1962 British film by Paul Almond

Backfire! (also known as Backfire) is a 1962 second feature British film directed by Paul Almond and starring Alfred Burke, Zena Marshall and Oliver Johnston. Part of the long-running series of Edgar Wallace Mysteries films made at Merton Park Studios, it was based on a story by Edgar Wallace.

==Plot==
Long-established cosmetics company Venetia Beauty Preparations is in serious financial trouble, having been taken from success to near-ruin by the unscrupulous actions of the devious Mitchell Logan and his wife Pauline, who have inveigled their way to become business partners of the elderly founder Bernard Curzon.

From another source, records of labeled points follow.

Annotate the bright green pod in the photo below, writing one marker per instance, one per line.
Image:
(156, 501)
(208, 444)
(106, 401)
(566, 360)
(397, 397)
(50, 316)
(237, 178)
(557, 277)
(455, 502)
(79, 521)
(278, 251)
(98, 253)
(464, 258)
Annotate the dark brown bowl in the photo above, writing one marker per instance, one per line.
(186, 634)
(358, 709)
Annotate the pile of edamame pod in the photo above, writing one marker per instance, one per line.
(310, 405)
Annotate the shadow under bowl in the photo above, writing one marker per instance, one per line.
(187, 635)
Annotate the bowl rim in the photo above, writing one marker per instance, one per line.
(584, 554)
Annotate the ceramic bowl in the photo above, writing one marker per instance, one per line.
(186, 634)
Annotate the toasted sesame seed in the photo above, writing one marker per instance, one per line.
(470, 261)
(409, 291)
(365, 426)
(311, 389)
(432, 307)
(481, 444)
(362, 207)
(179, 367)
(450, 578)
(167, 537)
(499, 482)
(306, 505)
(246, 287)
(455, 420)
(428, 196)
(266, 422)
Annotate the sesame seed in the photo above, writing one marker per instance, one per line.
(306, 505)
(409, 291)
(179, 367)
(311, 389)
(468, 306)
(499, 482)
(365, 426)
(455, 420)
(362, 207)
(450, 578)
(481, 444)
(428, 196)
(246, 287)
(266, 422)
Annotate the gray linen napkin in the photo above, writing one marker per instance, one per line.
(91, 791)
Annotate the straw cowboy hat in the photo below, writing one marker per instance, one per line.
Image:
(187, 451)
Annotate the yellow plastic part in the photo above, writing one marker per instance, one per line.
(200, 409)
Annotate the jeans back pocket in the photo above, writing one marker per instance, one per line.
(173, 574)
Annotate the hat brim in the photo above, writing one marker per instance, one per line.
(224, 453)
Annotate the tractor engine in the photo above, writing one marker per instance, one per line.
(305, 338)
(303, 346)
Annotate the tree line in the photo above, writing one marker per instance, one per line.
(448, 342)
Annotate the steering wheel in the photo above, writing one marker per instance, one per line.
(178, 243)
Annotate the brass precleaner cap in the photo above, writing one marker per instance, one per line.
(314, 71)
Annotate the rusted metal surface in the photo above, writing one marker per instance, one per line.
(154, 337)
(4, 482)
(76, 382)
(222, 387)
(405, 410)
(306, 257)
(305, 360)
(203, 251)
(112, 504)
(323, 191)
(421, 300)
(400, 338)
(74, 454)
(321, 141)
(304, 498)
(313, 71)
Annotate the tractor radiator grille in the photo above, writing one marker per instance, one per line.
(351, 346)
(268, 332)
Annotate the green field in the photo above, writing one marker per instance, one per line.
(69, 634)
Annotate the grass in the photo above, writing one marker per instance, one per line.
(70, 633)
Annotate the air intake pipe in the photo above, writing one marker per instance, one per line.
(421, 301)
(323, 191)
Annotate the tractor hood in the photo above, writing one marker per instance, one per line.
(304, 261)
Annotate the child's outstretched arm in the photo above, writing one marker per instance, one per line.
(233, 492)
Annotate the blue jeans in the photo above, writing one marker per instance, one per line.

Against Curzon's wishes, Logan engages the services of a professional arsonist to burn the factory down, intending to claim on the insurance. But his plan goes horribly wrong.

==Cast==
- Alfred Burke as Mitchell Logan
- Zena Marshall as Pauline Logan
- Oliver Johnston as Bernard Curzon
- Noel Trevarthen as Jack Bryce
- Suzanne Neve as Shirley Curzon
- Derek Francis as Arthur Tilsley
- John Cazabon as Willy Kyser
- Madeleine Christie as Hannah Chenko
- Claire Neilson as Valentina Chenko (credited as Claire Isbister)
- Frank Hawkins as Inspector Fletcher
- Donald Eccles as Hargreaves
- Melody O'Brian as Thelma
- Edwin Brown as commissionaire
- Beresford Williams as nightwatchman
- Bernard Kay as fire chief
- Philip Ray as coroner
- Audrey Nicholson as maid in hotel
- Terry Bale as van man
- Stuart Hutchinson as fireman

==Critical reception ==
The Monthly Film Bulletin wrote: "Economical thriller in the Edgar Wallace series, adequately acted and presented."